Di Indonesia, etnis Tionghoa diidentikan sebagai “binatang ekonomi” yang senang meraup keuntungan. Mereka dianggap hanya mau berbisnis tanpa mau memikirkan urusan lainnya. Etnis Tionghoa apatis, tidak punya rasa nasionalis, dan angkuh. Bukti yang disodorkan adalah orang-orang Tionghoa kota yang semuanya (nampaknya) berurusan dengan dunia perdagangan dan tak mau bekerja di bidang lain, terutama pemerintahan dan kemiliteran. 

Sementara itu, di barat (Eropa dan Amerika), masyarakat kulit hitam dicap sebagai ras yang bodoh dan lebih inferior dibandingkan orang kulit putih. Mereka dikatakan sebagai ras yang pemalas, kasar, dan tidak cerdas. Bukti yang disodorkan adalah bahwa jumlah intelek kulit hitam tak sebanyak intelek kulit putih, apalagi yang menduduki jabatan-jabatan di sektor penting hanya terdiri dari segelintir orang kulit hitam. Penelitian yang mengatakan gen kulit hitam lebih bodoh dari gen kulit putih yang dasarnya tidak kuat bahkan dijadikan landasan teori bahwa ras kulit hitam sudah bodoh “dari sananya”.

Jadi, dalam benak orang-orang yang memiliki pandangan di atas, sikap rasis pada orang Tionghoa bukanlah masalah karena memang mereka semuanya hanya “binatang ekonomi” belaka yang angkuh.
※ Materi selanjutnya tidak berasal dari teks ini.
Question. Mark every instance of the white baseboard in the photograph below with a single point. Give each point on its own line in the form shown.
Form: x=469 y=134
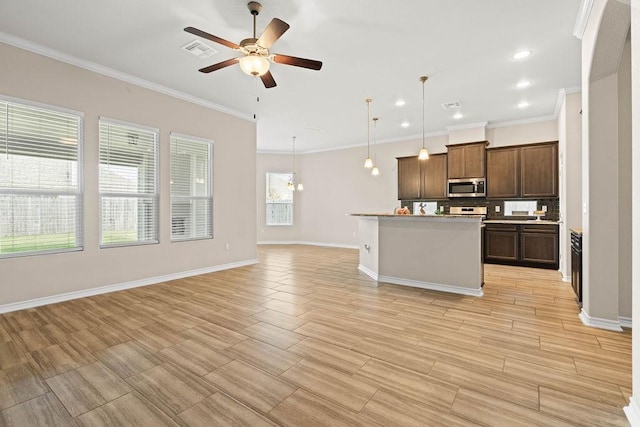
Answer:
x=298 y=242
x=625 y=322
x=431 y=286
x=22 y=305
x=594 y=322
x=632 y=411
x=368 y=272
Begitu pula perlakuan merendahkan orang kulit hitam bukanlah hal buruk, sebab pada dasarnya memang orang kulit hitam bodoh dan inferior. Sebelum kondisi tersebut berubah, rasisme tak menjadi hal yang buruk.

Pandangan tersebut melahirkan dua sesat pikir yang membahayakan. Pertama, rasialisme jadi dilihat sebagai sesuatu yang lahir dari keadaan alamiah. Karena sudah terlanjur berpikir demikian, masyarakat dibuat tak lagi kritis dan menerimanya begitu saja sebagai suatu fakta, padahal ada akar-akar yang menyebabkan kondisi rasialisme itu terjadi.
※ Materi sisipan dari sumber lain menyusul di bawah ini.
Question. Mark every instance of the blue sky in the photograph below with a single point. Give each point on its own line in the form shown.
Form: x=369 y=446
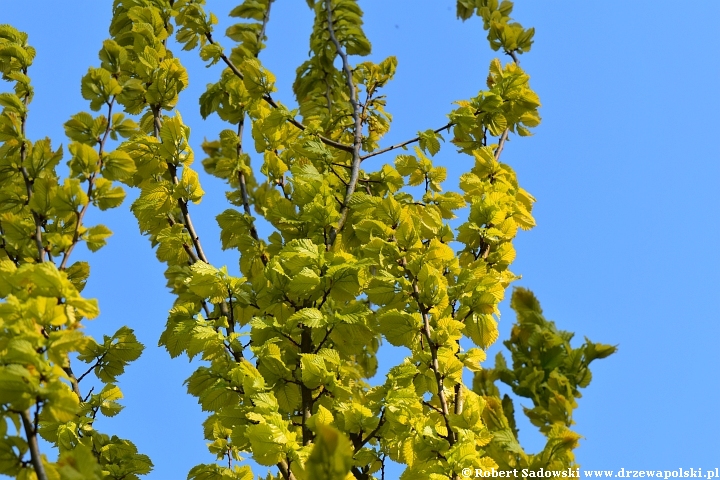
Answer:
x=625 y=168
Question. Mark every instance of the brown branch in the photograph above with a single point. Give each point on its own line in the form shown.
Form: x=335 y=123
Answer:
x=284 y=468
x=361 y=443
x=91 y=184
x=402 y=144
x=501 y=144
x=74 y=381
x=33 y=446
x=28 y=182
x=224 y=310
x=435 y=364
x=269 y=100
x=357 y=141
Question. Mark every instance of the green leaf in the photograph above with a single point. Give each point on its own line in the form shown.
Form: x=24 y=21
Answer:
x=268 y=443
x=118 y=165
x=400 y=328
x=332 y=455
Pada kasus rasialisme terhadap orang kulit hitam, misalnya. Rasialisme justru lahir dari sebuah “lingkaran setan” yang diciptakan oleh orang kulit putih. Setelah ratusan tahun perbudakan yang dilakukan orang kulit putih, orang kulit hitam, meski telah dimerdekakan dari statusnya sebagai budak di pertengahan abad ke-19, telah terlanjur hidup dalam kemiskinan dan kemelaratan. Itu membuat mereka tidak mampu memperoleh kesempatan pendidikan yang sama dengan orang kulit putih, sampai bergenerasi setelahnya. Akhirnya mitos orang kulit hitam tak berpendidikan pun muncul.

Pada kasus orang Tionghoa di Indonesia, usai kudeta Soeharto di tahun 1965, mereka dipaksa bekerja hanya pada bidang ekonomi saja. Mereka tidak boleh bekerja di bidang sipil dan kemiliteran, dan mereka yang menjadi pekerja seni pun dipersulit keadaannya. Beberapa pelukis Tionghoa yang mengadakan pameran lukisan di tahun 1980-an harus diawasi oleh Badan Koordinasi Intelejen negara, dan Siaw Tik Kwie yang notabene pelukis terkenal bahkan dilarang menggelar pameran seni di Taman Ismail Marzuki. 

Pada akhirnya, mau tak mau orang Tionghoa pun hanya mampu bekerja di bidang ekonomi, dan sebagian pengusaha Tionghoa kaya pun jadi “sapi perah” pemerintah sekaligus jadi kambing hitam jikalau ada kerusuhan. Lahirlah dengan begitu pikiran yang menyatakan bahwa orang Tionghoa hanya “binatang ekonomi” yang rakus pada harta. Padahal pemerintah sendiri yang menciptakan keadaan seperti itu.

Kedua, pemikiran sesat soal rasialisme menyebabkan munculnya gagasan bahwa etnis yang bermasalah itu berbeda dan patut diganyang. Karena rasialisme lahir dari suatu keadaan yang dianggap diciptakan sendiri oleh etnis minoritas yang bersangkutan, sentimen rasis yang menjurus pada kekerasan dan perlakuan merendahkan tidak dijadikan sebagai kesalahan si pelaku, tetapi pada etnis-etnis yang “bermasalah” tersebut.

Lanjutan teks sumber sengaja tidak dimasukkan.